Staatsanwälte sind arm dran. Wenn andere Fasching feiern, sich über Büttenreden und mehr oder weniger lustige Motivwagen in Karnevalsumzügen amüsieren, müssen sie schon mal völlig humorlos prüfen, ob da nicht über Verbotenes gelacht wird. So zum Beispiel über einen Weltkrieg II Panzer aus Pappmaschee mit der unsinnigen Aufschrift „Ilmtaler Asylabwehr“, der im Faschingszug des Dörfchens Steinkirchen in der Hallertau mitrollte. Volksverhetzung! schallt es da politisch korrekt aus den meisten medialen Lautsprechern. Strafanzeigen flattern den Staatsanwälten auf den Tisch. Üble Hetze gegen Flüchtlinge, die Aufforderung, Asylanten zusammenzuschießen und was noch mehr in diesen Beitrag der Karnevalisten aus der Provinz hinein interpretiert wird.
Die Staatsanwälte werden sich natürlich mit § 130 StGB befassen müssen. Diese Strafvorschrift hat natürlich das im Visier, was in ihrer Überschrift steht, die Volksverhetzung. Allerdings setzt das voraus, daß in einer Weise, die geeignet ist, den öffentlichen Frieden zu stören, gegen eine nationale, rassische, religiöse oder durch ihre ethnische Herkunft bestimmte Gruppe, gegen Teile der Bevölkerung usw. zum Haß aufgestachelt und zu Gewalt oder Willkürmaßnahmen aufgefordert wird, oder das ganze die Menschenwürde der genannten Gruppen in den Dreck zieht. Nach ganz allgemeiner Auffassung der Juristen hat die Vorschrift, wie schon ihr erster Satz zeigt, die Wahrung des öffentlichen Friedens als Schutzgut. D.h., Geschmacklosigkeiten, dummes Gerede etc. fallen durch den Rost. Um den öffentlichen Frieden zu gefährden, muß viel mehr passieren. Vor allem aber ist natürlich auch ein Strafgesetz im Lichte der Verfassung auszulegen, die nun einmal die Meinungsfreiheit schützt. Und hier sind wir bei der Satire. Was darf Satire? Die Antwort lautet mit Tucholsky: Alles! Wie war das noch mit den Mohammed- Karikaturen? Und wie war das eigentlich mit Charlie Hebdo? Betrachtet man gerade die Karikaturen dieses französischen Satiremagazins, dann fällt einem gerade als Jurist doch hin und wieder § 130 oder 166 (Beschimpfung von Religionsgemeinschaften) StGB ein. Indessen wird weder in Frankreich noch in Deutschland ein Staatsanwalt mit einer Ausgabe dieses Satiremagazins in der Hand eine Ermittlungsakte gegen seine Redakteure anlegen lassen.

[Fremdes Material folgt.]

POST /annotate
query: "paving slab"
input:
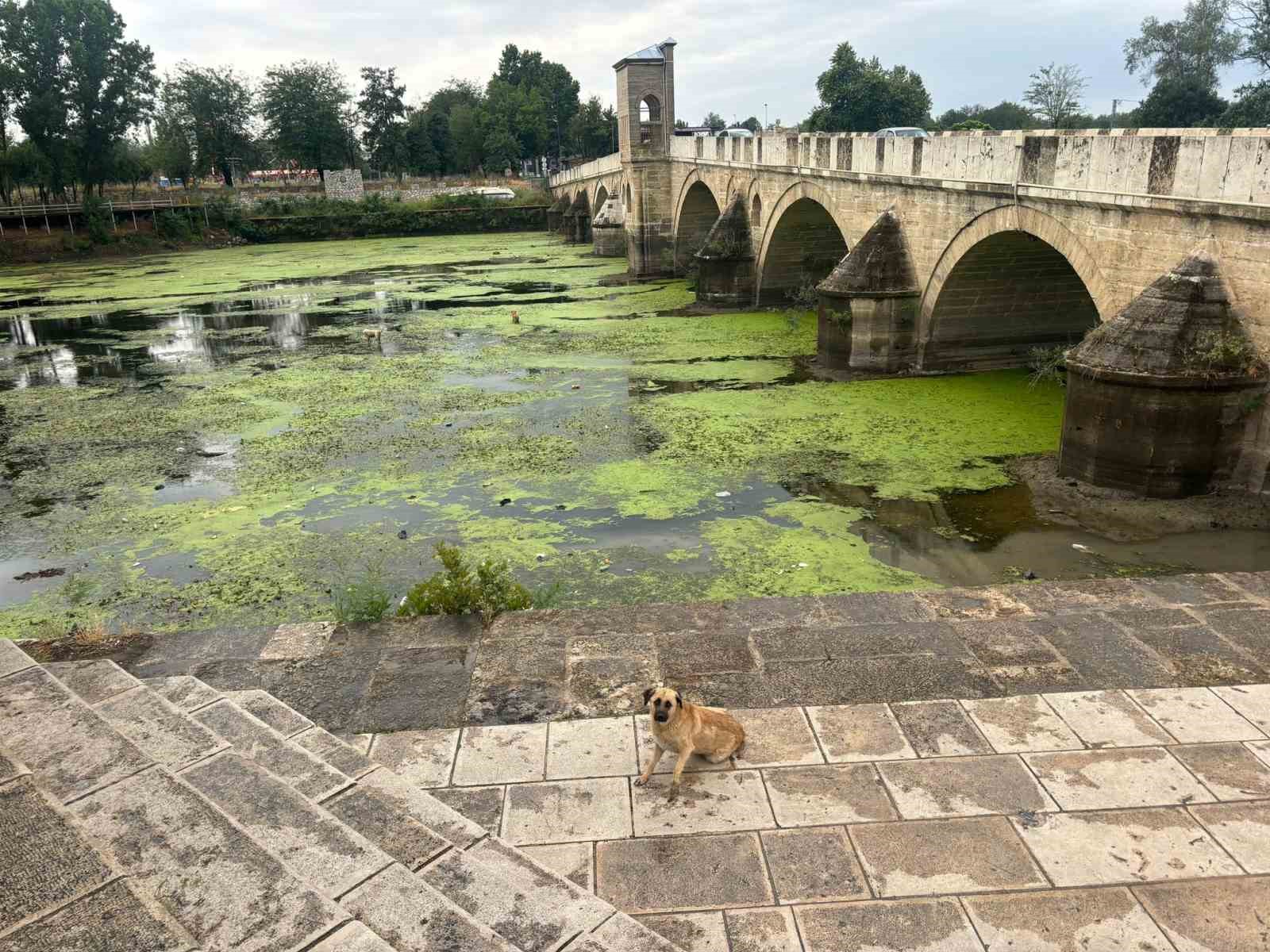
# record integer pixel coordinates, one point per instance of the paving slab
(706, 803)
(927, 857)
(856, 733)
(1123, 846)
(1216, 916)
(1072, 920)
(324, 852)
(416, 917)
(673, 873)
(44, 860)
(813, 866)
(163, 731)
(510, 753)
(210, 876)
(939, 729)
(964, 786)
(252, 738)
(111, 918)
(423, 758)
(1244, 829)
(92, 681)
(1195, 715)
(812, 797)
(926, 924)
(776, 736)
(1253, 701)
(61, 738)
(762, 930)
(1103, 780)
(1230, 771)
(1022, 724)
(602, 747)
(268, 708)
(575, 861)
(692, 932)
(1105, 719)
(568, 812)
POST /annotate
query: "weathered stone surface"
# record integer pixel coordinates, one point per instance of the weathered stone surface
(813, 866)
(567, 812)
(44, 860)
(325, 854)
(944, 856)
(662, 873)
(63, 739)
(1073, 920)
(706, 803)
(1100, 780)
(964, 786)
(810, 797)
(1123, 846)
(211, 877)
(927, 924)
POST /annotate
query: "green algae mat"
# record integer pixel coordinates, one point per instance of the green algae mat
(220, 438)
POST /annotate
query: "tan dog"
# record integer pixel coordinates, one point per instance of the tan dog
(687, 729)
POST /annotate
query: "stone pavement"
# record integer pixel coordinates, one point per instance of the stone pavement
(1176, 631)
(1079, 822)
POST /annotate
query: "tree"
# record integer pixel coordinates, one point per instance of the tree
(383, 113)
(302, 106)
(1056, 93)
(1191, 48)
(859, 95)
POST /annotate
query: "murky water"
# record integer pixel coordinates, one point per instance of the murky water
(222, 437)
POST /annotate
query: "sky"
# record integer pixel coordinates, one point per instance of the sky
(733, 56)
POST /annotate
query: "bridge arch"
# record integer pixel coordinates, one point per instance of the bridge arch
(803, 240)
(1010, 281)
(695, 213)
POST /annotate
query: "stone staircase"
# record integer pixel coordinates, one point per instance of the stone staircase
(164, 816)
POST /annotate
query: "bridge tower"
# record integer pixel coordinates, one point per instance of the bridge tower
(645, 127)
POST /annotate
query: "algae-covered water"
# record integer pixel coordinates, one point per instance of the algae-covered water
(220, 437)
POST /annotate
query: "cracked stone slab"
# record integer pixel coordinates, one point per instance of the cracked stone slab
(776, 736)
(1022, 724)
(602, 747)
(813, 866)
(567, 812)
(706, 803)
(512, 753)
(63, 739)
(423, 758)
(939, 729)
(855, 733)
(1105, 719)
(925, 924)
(213, 877)
(1195, 715)
(1244, 829)
(1230, 771)
(1073, 920)
(1217, 916)
(914, 858)
(964, 786)
(1123, 846)
(664, 873)
(810, 797)
(762, 930)
(1102, 780)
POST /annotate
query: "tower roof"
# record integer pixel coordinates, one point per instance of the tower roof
(1184, 325)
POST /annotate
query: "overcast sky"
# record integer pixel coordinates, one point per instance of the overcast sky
(733, 55)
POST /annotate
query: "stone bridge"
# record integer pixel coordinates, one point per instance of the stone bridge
(1014, 240)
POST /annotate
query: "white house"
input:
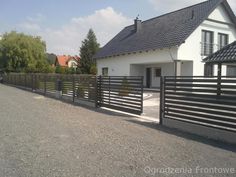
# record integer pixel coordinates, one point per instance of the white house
(171, 44)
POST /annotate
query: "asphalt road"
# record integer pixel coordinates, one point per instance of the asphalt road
(41, 137)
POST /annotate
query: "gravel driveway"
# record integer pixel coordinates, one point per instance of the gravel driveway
(41, 137)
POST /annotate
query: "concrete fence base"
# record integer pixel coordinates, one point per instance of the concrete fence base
(208, 132)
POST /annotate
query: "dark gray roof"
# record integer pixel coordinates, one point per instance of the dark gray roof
(168, 30)
(224, 55)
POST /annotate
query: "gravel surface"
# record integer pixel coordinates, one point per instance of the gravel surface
(41, 137)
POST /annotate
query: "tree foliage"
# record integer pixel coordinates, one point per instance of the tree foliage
(23, 53)
(88, 49)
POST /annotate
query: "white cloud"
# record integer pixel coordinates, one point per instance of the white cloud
(32, 23)
(30, 26)
(67, 39)
(170, 5)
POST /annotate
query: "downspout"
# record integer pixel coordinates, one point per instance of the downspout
(174, 61)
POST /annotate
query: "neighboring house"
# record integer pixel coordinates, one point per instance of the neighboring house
(51, 58)
(225, 57)
(67, 61)
(171, 44)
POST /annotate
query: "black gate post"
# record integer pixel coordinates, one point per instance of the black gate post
(142, 95)
(98, 91)
(161, 100)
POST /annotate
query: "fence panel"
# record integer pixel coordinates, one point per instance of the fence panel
(200, 100)
(121, 93)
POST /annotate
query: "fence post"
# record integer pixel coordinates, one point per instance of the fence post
(98, 85)
(32, 82)
(73, 85)
(109, 77)
(161, 99)
(141, 94)
(219, 79)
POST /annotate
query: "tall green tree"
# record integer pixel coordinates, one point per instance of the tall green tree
(23, 53)
(87, 50)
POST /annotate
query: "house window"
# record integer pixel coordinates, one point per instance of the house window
(158, 72)
(231, 70)
(223, 40)
(105, 71)
(208, 69)
(207, 45)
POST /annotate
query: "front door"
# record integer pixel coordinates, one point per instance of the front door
(148, 77)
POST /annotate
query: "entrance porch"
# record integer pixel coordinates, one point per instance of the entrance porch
(152, 72)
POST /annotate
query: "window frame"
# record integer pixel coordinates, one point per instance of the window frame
(159, 74)
(220, 35)
(103, 71)
(207, 48)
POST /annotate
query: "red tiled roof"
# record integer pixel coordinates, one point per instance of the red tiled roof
(62, 60)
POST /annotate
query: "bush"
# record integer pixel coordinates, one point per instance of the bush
(60, 70)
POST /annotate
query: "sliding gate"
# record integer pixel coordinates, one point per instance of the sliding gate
(120, 93)
(203, 101)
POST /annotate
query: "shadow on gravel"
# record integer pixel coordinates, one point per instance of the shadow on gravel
(189, 136)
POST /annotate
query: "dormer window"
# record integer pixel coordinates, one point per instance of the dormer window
(223, 40)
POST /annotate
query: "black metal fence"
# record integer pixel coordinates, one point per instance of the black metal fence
(72, 87)
(121, 93)
(199, 100)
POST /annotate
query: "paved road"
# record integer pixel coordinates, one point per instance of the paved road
(41, 137)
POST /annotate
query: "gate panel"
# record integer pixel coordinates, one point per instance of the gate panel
(121, 93)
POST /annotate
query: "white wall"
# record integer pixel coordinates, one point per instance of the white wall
(122, 65)
(191, 49)
(167, 69)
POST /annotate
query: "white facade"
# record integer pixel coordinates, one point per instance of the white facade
(183, 60)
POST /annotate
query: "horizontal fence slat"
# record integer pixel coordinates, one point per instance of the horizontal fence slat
(201, 100)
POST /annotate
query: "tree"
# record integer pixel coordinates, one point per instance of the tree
(88, 49)
(23, 53)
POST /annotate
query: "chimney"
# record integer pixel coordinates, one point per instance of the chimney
(137, 25)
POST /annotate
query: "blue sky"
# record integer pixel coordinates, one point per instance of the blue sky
(63, 24)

Man kann vielleicht noch fragen, ob Satire ein bestimmtes Maß an intellektueller Qualität haben muß. Das ist eine gefährliche Frage. Da kommen wir ins Geschmäcklerische. Man muß auch, das mag jetzt arrogant klingen, auch den einfachen Leuten ihrer Art von Satire lassen. Bös gemeint war es sicher nicht.
Mein Rat: keine Aufregung! Laßt die Gouvernanten Gouvernanten sein und gönnt den Staatsanwälten ihre Freizeit!